The Philippine footwear industry is composed mostly of smalland medium-size enterprises producing various items including Leather Footwear, Non-Leather Footwear, Slippers and Sandals, Sports Footwear, Parts of Footwear and Consigned Footwear products. These categories cover dress (formal) shoes, sports shoes and casual footwear made from a variety of materials ranging from leather, rubber and plastics to textiles, abaca and other components.

Government (DTI) estimates put the total number of footwear enterprises in the Philippines at more than 2,100, with total employment generation of about 25,000. Majority of the manufacturers (about 43%) are found in the National Capital Region, where the major production center has been, for decades now,the city of Marikina. The towns of Pateros and Taguig, known for their garments trades, are also footwear centers. The other significant footwear-producing regions are Central Luzon, Southern Tagalog and Central Visayas, especially Cebu.

The larger firms in the industry may be found in the export processing zones, manufacturing footwear under contract from foreign brands. Large and medium sized companies that sell domestically may have their own stores, boutiques or stalls inside the various malls or department stores. The smaller enterprises use traders or similar channels to market their products. Some of these micro and small firms may also be subcontractors of the larger footwear manufacturers.

World imports of footwear products totaled US$62 billion in 2004. The United States is the larget market for footwear, accounting for 29% of global demand for the same year. Exports of footwear worldwide was estimated at US$53 billion in 2004. China is the biggest supplier, comprising 28% of total world exports for 2004. Other major exporters are Italy and Hong Kong.

Exports of Philippine footwear was estimated at almost US$26 million in 2005. Over the past few years, the industry has performed dismally in the global market. Since 2001, footwear exports have declined substantially, dropping to only a third of its peak levels attained during the start of this decade. Competition in the form of cheap footwear, mostly from China and Hong Kong, have continued to erode the market share of the industry.

Japan and the United States are the biggest markets for local footwear products, accounting for 45% of total industry exports in 2005. Other main export destinations include Mexico and the Netherlands. Philippine footwear exports are concentrated in only about two product lines. These are sport shoes and non-leather footwear. Collectively, these product categories comprised almost 90% of total footwear exports in 2005.

The weak performance of local footwear in the global market stems from a decline in the price competitiveness of the sector. Local manufacturers are beset by a host of problems at the various stages of their production process – from the sourcing of raw materials to the inadequate manufacturing technologies employed and the low productivity of their workforce. These factors pushes up product cost, making footwear products more expensive than those from the major world suppliers.

A persistent problem for the industry is the quality of leather from local tanners.

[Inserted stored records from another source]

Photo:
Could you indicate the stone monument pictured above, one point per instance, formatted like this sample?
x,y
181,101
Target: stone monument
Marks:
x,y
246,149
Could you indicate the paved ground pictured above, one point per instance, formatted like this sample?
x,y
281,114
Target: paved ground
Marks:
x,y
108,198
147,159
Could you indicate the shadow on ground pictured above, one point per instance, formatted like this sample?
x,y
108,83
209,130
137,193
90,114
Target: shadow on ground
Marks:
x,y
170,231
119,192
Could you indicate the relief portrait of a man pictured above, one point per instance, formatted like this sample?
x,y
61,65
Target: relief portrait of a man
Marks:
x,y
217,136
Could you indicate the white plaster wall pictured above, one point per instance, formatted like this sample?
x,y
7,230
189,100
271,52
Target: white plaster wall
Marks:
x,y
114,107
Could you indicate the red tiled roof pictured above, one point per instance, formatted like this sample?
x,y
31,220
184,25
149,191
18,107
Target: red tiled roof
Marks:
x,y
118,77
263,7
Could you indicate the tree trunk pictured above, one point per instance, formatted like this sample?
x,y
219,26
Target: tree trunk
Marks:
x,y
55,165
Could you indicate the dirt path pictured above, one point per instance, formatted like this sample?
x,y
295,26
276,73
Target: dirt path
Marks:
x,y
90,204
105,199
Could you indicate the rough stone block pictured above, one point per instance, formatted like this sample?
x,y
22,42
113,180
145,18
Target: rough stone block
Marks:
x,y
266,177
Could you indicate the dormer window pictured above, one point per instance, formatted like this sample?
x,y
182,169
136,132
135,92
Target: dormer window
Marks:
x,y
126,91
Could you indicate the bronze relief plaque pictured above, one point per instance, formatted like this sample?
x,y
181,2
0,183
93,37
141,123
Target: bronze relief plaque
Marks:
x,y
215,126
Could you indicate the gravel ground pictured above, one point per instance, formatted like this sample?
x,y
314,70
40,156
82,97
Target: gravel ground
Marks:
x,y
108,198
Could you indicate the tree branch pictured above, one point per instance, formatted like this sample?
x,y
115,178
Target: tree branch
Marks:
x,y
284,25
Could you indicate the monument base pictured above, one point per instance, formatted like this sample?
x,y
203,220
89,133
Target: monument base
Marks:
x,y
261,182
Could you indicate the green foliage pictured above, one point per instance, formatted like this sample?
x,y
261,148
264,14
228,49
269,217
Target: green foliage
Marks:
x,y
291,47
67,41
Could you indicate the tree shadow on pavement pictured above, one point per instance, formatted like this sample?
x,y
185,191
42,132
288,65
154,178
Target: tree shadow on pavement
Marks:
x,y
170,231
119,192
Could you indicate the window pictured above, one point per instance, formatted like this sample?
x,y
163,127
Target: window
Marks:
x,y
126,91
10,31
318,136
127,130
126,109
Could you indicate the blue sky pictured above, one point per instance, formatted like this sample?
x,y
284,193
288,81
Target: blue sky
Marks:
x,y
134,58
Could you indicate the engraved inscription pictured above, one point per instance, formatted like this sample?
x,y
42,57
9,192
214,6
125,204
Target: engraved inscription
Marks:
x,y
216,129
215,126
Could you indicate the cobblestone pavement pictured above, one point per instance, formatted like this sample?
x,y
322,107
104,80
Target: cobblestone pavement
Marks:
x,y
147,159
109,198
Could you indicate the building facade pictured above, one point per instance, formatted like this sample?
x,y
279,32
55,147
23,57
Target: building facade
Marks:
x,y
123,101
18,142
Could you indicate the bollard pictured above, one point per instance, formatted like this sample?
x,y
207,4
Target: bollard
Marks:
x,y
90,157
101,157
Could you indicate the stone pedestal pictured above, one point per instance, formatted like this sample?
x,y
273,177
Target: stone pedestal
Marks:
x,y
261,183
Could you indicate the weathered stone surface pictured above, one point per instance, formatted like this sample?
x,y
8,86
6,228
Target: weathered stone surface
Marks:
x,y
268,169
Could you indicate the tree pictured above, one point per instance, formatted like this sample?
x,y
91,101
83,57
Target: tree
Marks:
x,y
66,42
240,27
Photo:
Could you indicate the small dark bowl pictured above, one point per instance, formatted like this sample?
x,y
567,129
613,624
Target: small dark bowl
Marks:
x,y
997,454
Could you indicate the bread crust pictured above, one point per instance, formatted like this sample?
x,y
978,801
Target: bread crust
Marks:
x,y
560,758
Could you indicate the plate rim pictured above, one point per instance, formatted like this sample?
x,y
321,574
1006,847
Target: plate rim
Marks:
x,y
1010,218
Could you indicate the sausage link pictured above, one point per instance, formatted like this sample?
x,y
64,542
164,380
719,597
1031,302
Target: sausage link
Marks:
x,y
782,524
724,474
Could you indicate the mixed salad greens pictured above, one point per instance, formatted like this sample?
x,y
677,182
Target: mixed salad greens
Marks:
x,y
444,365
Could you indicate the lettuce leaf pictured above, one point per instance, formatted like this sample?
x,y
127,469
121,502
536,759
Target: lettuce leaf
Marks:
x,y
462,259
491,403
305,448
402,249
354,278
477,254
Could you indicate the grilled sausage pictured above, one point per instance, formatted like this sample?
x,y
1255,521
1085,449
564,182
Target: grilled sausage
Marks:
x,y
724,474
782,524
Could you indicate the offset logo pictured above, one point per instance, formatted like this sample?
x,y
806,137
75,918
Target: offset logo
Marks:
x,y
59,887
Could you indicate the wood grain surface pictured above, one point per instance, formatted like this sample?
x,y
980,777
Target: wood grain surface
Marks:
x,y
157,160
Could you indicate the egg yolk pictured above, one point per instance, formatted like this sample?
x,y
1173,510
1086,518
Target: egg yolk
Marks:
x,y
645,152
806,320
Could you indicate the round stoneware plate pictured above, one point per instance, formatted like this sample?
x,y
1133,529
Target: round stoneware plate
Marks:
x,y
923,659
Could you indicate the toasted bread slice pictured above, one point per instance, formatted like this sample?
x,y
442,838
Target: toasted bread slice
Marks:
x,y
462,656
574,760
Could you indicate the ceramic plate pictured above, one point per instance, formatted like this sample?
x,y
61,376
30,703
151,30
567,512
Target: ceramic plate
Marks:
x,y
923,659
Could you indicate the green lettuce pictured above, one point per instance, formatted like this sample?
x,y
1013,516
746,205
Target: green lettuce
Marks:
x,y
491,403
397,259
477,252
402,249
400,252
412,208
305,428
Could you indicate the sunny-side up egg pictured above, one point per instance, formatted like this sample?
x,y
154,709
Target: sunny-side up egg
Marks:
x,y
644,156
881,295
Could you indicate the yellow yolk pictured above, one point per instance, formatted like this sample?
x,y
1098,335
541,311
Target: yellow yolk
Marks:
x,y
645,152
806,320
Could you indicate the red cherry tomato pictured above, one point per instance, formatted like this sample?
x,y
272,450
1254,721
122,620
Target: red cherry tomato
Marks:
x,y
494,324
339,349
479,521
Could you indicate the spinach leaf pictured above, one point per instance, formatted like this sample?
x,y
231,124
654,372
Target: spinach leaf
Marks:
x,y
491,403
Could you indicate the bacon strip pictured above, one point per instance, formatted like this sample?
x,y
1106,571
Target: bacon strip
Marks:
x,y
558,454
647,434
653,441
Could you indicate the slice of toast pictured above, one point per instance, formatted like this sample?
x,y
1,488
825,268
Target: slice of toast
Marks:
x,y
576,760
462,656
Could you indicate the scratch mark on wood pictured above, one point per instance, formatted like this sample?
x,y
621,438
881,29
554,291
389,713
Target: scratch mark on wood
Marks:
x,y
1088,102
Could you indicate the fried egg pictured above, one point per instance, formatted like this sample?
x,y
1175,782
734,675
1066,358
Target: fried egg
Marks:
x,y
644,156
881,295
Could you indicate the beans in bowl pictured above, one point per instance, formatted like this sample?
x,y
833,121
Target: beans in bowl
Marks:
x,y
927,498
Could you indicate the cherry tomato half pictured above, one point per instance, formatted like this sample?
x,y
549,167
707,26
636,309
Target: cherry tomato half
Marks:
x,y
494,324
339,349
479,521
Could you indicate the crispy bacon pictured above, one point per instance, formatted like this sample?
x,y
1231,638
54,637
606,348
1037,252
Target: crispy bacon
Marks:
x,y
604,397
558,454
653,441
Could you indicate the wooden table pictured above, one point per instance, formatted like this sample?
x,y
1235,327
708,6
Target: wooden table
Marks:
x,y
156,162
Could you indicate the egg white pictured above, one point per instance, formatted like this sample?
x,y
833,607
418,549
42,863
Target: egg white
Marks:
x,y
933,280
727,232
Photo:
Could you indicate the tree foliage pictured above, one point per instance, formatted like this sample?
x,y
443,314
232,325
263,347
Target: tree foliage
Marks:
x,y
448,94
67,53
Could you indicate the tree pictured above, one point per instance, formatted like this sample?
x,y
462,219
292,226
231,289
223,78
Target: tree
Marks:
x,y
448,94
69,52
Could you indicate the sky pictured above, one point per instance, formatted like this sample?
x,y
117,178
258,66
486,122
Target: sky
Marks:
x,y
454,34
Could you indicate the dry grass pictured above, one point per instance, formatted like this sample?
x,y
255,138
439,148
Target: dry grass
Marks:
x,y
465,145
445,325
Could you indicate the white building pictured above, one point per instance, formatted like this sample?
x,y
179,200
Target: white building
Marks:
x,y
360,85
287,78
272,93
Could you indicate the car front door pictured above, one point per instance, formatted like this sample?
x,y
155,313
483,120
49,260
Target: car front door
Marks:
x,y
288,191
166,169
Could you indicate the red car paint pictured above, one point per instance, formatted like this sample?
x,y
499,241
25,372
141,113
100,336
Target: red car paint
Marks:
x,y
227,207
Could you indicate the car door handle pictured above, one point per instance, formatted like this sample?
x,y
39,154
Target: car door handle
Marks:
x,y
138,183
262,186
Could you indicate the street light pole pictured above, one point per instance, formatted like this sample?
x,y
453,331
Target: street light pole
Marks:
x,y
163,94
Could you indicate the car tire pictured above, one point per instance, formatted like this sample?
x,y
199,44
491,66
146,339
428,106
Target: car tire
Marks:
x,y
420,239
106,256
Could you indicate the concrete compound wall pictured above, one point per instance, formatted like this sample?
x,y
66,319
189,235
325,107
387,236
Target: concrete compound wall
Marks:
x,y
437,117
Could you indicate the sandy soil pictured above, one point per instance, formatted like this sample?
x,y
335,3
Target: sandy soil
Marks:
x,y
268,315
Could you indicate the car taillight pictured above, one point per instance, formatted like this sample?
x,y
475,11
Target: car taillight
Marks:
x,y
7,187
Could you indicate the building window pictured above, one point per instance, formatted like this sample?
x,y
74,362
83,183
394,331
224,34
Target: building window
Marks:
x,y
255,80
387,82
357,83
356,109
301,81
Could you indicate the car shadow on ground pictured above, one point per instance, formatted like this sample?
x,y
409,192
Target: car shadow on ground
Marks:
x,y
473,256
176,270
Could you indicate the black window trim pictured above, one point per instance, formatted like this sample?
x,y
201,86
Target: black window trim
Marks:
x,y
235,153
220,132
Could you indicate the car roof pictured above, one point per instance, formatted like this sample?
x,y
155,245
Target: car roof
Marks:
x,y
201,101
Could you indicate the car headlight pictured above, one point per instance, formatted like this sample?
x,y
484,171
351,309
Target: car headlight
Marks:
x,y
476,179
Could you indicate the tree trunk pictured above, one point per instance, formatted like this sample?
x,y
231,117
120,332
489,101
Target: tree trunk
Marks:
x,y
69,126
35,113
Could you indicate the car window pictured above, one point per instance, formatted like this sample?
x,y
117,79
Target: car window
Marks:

The causes of this problem are deeply rooted within the value chain of the tanning sector. Local animal hides processed into leather are often of low quality caused by defects in the slaughtering and flaying methods used. Footwear firms often have to resort to imported leather to meet their needs. Cost of imported components and accessories used in footwear are also increasing, further adding to the final product cost.

In production operations, the industry’s technologies and processes are basic, mostly manual with some semi-mechanized processes. Firms usually suffer from low worker productivity caused by lack of updated skills. At the supervisory and management levels, personnel lack appropriate skills and expertise in production planning, monitoring and control. The use of information technology in helping manage operations is also limited.

Besides losing market share abroad, the footwear sector also needs to deal with the increasing influx of cheap imported shoes into the domestic market. Based on data from the DTI, imports of footwear products totaled more than US$42 million in 2005. This is significantly more than what the industry exported for the same year. Given their relatively high cost structure, local footwear firms can hardly compete with the low prices of shoes from China and other low cost producers.

For the near term, footwear manufacturers need to arrest the decline in their market share, both globally and in the local market. The sector needs to strengthen their expertise in product design
and innovative use of materials. Investments in time and resources also need to be done in terms of updated technologies, equipment and worker training. Some intervention is also needed in making
workers more receptive to further skills development. Some consolidation may take place in the industry as the highly competitive market environment favor the more efficient and innovative manufacturers. However, this may also be an opportunity to evolve a leaner and more competitive footwear sector over the medium to long term.